Царственная осанка Лайлы наглядно говорила о ее привилегированном детстве. В отличие от большинства высокорослых женщин, горбящихся и сутулящихся, она демонстрировала безупречную выправку гимнасток советской эпохи. Плечи развернуты, грудь колесом — прямо-таки Надя Команечи [Надя Команечи — знаменитая румынская гимнастка, выступавшая в 1970-х гг., первая в мире получившая балл «10,0».] плюс двенадцать дюймов.

Менеджеры по продажам в папочкином дилерском центре «Мерседес» тотчас опознали знакомые изгибы и изящные обводы. Ее выпяченные груди они именовали не иначе как «бамперами». Но исключительно заглазно. Иначе она излупила бы их в дерьмо.

Было время, когда Лайла утратила эту величавую осанку, сгибаясь под шквалом губительных посягательств мужа Херли, бывшей звезды футбола из Йеля. Поначалу покушения были сугубо словесными. Потом дошло до рукоприкладства. Никто не замечал тревожных признаков разлада безупречной пары из Атланты — вспыльчивости, повышенных голосов и косвенных намеков на то, что в спальне дело не ладится. Никто не замечал отвратительных лиловых кровоподтеков, прикрытых блузками Лайлы.

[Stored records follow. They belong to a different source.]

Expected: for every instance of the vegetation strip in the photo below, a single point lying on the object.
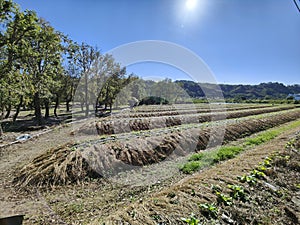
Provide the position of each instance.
(269, 195)
(60, 168)
(203, 159)
(133, 114)
(127, 125)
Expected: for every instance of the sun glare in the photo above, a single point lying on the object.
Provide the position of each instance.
(190, 4)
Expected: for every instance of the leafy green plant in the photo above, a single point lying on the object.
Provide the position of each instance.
(223, 199)
(262, 138)
(209, 210)
(237, 192)
(248, 179)
(196, 156)
(258, 174)
(225, 153)
(216, 188)
(192, 220)
(190, 167)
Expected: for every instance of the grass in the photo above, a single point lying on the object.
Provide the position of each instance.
(200, 160)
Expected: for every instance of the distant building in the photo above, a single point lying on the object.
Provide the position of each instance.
(295, 96)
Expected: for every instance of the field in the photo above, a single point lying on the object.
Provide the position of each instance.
(171, 164)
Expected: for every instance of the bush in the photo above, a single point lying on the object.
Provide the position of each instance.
(227, 153)
(190, 167)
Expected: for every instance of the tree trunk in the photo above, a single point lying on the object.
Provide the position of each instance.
(86, 95)
(8, 110)
(68, 105)
(110, 107)
(47, 108)
(81, 105)
(1, 131)
(56, 105)
(37, 108)
(18, 109)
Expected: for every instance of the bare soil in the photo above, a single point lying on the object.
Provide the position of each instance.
(274, 199)
(95, 200)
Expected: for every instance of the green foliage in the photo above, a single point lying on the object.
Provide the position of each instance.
(153, 100)
(237, 192)
(262, 138)
(250, 179)
(196, 157)
(209, 210)
(192, 220)
(223, 199)
(225, 153)
(190, 167)
(257, 174)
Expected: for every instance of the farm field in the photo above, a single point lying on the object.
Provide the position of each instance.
(131, 163)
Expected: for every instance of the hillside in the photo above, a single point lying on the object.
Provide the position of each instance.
(271, 90)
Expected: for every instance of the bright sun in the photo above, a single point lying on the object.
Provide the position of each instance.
(190, 4)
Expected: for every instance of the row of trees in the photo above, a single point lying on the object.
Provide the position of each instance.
(40, 65)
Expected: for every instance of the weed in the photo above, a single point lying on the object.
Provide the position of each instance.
(248, 179)
(216, 188)
(258, 174)
(156, 217)
(209, 210)
(223, 199)
(192, 220)
(262, 138)
(190, 167)
(238, 192)
(74, 208)
(227, 153)
(196, 156)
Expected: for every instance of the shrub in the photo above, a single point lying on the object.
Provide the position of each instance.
(190, 167)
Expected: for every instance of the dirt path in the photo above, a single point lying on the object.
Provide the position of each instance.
(104, 199)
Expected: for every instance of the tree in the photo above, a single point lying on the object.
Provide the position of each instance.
(85, 57)
(42, 62)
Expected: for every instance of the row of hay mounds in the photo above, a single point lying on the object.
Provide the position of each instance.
(145, 151)
(58, 166)
(118, 126)
(66, 164)
(272, 200)
(130, 114)
(179, 107)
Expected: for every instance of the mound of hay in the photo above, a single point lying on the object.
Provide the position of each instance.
(58, 166)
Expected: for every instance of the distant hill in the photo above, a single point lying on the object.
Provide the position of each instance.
(271, 90)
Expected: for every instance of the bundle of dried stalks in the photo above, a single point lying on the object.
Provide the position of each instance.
(58, 166)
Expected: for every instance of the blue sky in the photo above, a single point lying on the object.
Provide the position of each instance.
(242, 41)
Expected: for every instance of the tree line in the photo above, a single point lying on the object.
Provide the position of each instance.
(40, 65)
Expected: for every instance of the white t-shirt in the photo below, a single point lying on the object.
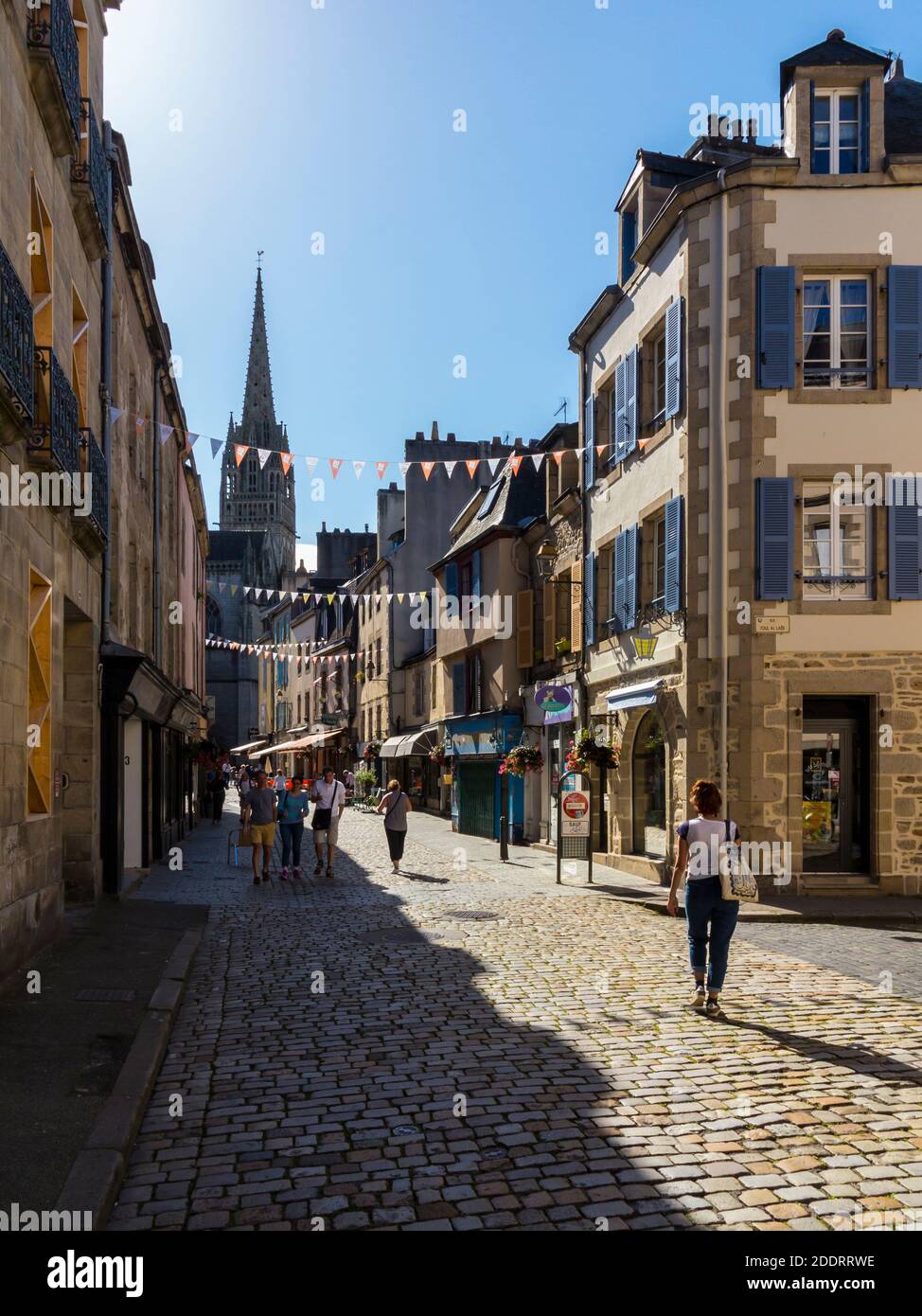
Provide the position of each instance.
(705, 840)
(330, 796)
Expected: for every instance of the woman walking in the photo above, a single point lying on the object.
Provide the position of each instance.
(712, 920)
(216, 795)
(293, 807)
(395, 807)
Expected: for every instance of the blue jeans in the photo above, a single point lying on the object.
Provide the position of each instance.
(704, 904)
(291, 843)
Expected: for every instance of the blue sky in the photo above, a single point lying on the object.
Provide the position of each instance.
(338, 120)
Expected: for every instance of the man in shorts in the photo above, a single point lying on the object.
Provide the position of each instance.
(260, 809)
(330, 798)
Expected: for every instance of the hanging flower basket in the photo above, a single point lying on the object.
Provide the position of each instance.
(587, 750)
(523, 759)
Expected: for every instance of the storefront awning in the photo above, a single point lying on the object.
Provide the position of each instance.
(391, 745)
(417, 742)
(634, 697)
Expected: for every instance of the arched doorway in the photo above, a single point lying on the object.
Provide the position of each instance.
(648, 787)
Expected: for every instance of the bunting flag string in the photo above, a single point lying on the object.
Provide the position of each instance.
(280, 650)
(512, 462)
(263, 595)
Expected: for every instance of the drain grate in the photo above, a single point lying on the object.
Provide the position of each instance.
(392, 934)
(105, 994)
(456, 915)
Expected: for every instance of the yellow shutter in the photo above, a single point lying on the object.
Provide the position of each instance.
(576, 608)
(550, 606)
(525, 637)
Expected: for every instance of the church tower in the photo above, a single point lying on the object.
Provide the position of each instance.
(259, 493)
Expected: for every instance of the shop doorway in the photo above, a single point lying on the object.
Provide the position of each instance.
(648, 787)
(835, 786)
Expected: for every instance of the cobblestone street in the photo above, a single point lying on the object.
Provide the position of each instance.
(470, 1046)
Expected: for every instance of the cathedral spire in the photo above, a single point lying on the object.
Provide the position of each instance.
(258, 405)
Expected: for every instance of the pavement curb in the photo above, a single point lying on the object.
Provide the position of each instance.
(97, 1175)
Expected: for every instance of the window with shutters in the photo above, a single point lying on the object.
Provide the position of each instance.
(837, 545)
(837, 132)
(837, 331)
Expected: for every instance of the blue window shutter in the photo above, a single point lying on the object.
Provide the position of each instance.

Никто, кроме Чарли. Во время деловой поездки в Атланту он учуял беду и переговорил с Лайлой с глазу на глаз. При виде ее синяков он скривился. Сообщил Кэшу — отцу Лайлы, а затем пустил в ход свой незаурядный дар убеждения, чтобы помешать южному джентльмену прикончить зятя.

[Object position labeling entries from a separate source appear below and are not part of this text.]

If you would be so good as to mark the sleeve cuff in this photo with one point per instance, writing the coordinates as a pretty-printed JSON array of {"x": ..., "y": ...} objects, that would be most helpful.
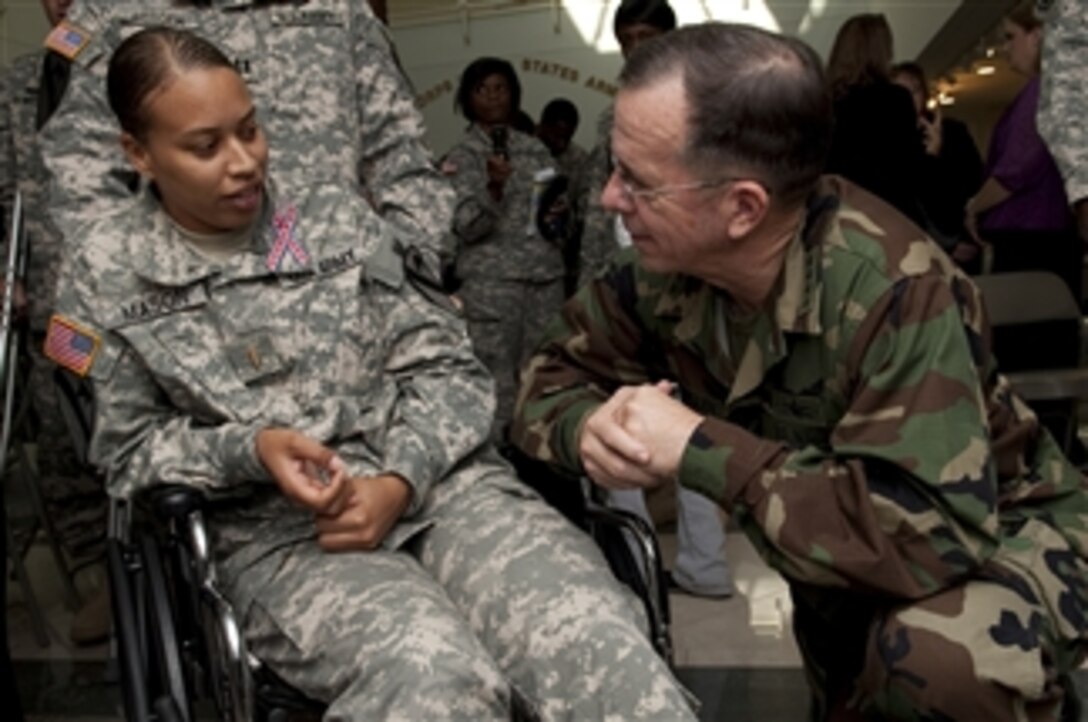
[{"x": 721, "y": 460}]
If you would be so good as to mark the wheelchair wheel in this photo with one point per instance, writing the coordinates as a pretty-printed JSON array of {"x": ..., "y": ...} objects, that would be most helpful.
[
  {"x": 122, "y": 571},
  {"x": 165, "y": 656}
]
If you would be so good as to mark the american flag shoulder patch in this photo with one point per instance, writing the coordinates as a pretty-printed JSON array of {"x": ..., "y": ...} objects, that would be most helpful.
[
  {"x": 68, "y": 39},
  {"x": 71, "y": 345}
]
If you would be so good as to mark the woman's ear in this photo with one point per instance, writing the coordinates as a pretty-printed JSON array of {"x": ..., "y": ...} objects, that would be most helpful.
[{"x": 137, "y": 156}]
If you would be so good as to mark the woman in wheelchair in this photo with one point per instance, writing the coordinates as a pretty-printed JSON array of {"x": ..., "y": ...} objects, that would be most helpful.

Чарли также порекомендовал Кэшу первоклассного сыщика из Балтимора. Детектив поймал Херли на горячем с другой женщиной. Благодаря живописным фотоснимкам развод стал игрой в одни ворота. Чарли, пустив в ход интуицию и холодный расчет, вероятно, сберег семейству Приоло многие миллионы.

— Перебирайся в Нью-Йорк, — увещевал Чарли Лайлу. — Перемены пойдут тебе на пользу.

Он оказался прав. Вдали от Херли, вдали от вербальных и физических посягательств, она пошла на поправку. Она почти забыла, что такое развлечения. Но Сэм и Чарли позаботились, чтобы Лайле — теперь матери-одиночке в Нью-Йорке — было чем заняться. Последовали бесчисленные обеды, походы в театры и на уйму новых художественных выставок. Чувство собственного достоинства вернулось к Лайле, и она снова распрямила хребет.

А еще осуществила сладчайшее возмездие. Восемнадцать месяцев спустя после вступления развода в законную силу Херли вернулся на Йельский кубок, где более 60 тысяч фанатов набились на трибуны, чтобы посмотреть игру с Дартмутом. В перерыве между таймами учебное заведение устроило чествование своим величайшим игрокам. В число прославляемых входил и этот мешок жидкого беличьего помета, лупивший жену. Он числился четвертым в йельском списке нападающих всех времен.

В тот бодрящий осенний день в Нью-Хейвене Херли так и не дождался ликований в свой адрес. Когда одинокий биплан принялся кружить над стадионом, буйный хохот толпы напрочь лишил его всех лавров. За самолетом тащился длинный транспарант с надписью: «У Херли микрохер».

Толпа гоготала. Одуревшие йельцы скандировали во всю мощь своих легких и напрягая свои микроскопические мозги до отказа: «Микрохер, микрохер!» Вот так экс-нападающий стал посмешищем всех времен и экс-легендой.

Никто не представлял могущества публичного унижения до такой степени, как Лайла Приоло. У нее же имелись на то веские причины, усвоенные на собственном опыте еще в пору студенчества в Уэллсли.

* * *

Сейчас Лайла стояла вместе со своим отцом, безмолвно благодаря Чарли, как и все мы остальные. Не будучи католиками, Приоло с любопытством смотрели, как монсиньор Бэрд свершает таинство евхаристии над гостями. Кэш прилетел воздать последние почести из Атланты, и я гадал, о чем он думает. Вероятно, Кэш ощутил мой интерес. Встретился со мной взглядом и кивнул — несомненно, ведая, что Чарли некогда пришел на помощь и ко мне.

Вплоть до этого момента похорон я обходил Сэм стороной. Удерживала меня не неуклюжая щепетильность, а чувство самосохранения. Когда же Сэм подошла причаститься, избегать взгляда ее остекленевших синих глаз стало больше невозможно. По щекам ее струились слезы, заметные даже сквозь черную вуаль.

Нет слов, чтобы выразить, что она чувствовала.

Наши глаза встретились, и тотчас возникла близость. В горе. В воспоминаниях о прошлом разе, когда смерть коснулась обеих наших жизней. То есть 18 месяцев назад. Полицейская с высоко подрисованными бровями, застывшими в тревожном выражении перманентного изумления, сказала: «Мистер О’Рурк, я знаю, как это тяжело».